Teladan pelayan dan pemimpin yang rendah hati

Posted by admin on March 31, 2021
Posted in renungan 

KAMIS PUTIH, 01 APRIL 2021

Luk 4:16-21

            Kamis Putih adalah perayaan untuk mengenang kembali ketika Yesus melembagakan, mewariskan sakramen ekaristi dan imamat. Sakramen ekaristi, saat Yesus sendiri mengorbankan DiriNya untuk keselamatan umat manusia. Peristiwa ekaristi juga ditandai oleh sikap mau berkorban dan melayani. Yesus memberikan teladan bagi kita sebagai seorang pemimpin yang melayani. Dari Santo Vincentius, kita belajar bagaimana memperlakukan orang miskin seperti tuan dan guru. Kita mau melayani orang lain dengan kerendahan hati dan totalitas.

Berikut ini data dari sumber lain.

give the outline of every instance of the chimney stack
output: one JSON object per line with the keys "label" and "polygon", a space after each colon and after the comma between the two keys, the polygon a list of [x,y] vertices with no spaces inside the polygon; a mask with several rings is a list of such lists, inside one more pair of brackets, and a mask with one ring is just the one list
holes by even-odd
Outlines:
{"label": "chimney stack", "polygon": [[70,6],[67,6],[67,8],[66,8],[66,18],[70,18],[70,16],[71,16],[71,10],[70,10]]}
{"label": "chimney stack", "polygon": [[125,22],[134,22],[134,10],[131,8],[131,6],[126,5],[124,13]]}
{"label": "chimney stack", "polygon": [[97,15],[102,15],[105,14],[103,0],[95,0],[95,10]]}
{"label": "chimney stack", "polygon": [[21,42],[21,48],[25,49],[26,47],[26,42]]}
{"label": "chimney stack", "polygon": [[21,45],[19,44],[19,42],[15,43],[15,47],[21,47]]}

            Kamis putih adalah perayaan suci yang memperingati lahirnya Ekaristi Kudus. Dalam peristiwa perjamuan itu, Yesus memberikan pengajaran dengan tindakan simbolis, yakni mencuci kaki para rasul. Tindakan itu tentu saja kontroversial. Sebab mencuci kaki adalah pekerjaan seorang hamb, sangat tidak pantas dilakukan oleh Sang Guru Agung Yesus. Maka sangat bisa dimengerti jika Petrus awalnya memprotes tindakan Yesus itu. Satu nilai yang hendak diajarkan Yesus adalah: tindakan pelayanan itu harus dilakukan dengan total dan penuh kerendahan hati, tanpa perlu memandang status. Yesus yang adalah Guru dan Tuhan, dan memang Ia adalah Guru dan Tuhan, mau mencuci kaki para rasul. Maka hendaknya semua pengikut-Nya saling melayani mencontohi tindakan Sang Guru dan Tuhan.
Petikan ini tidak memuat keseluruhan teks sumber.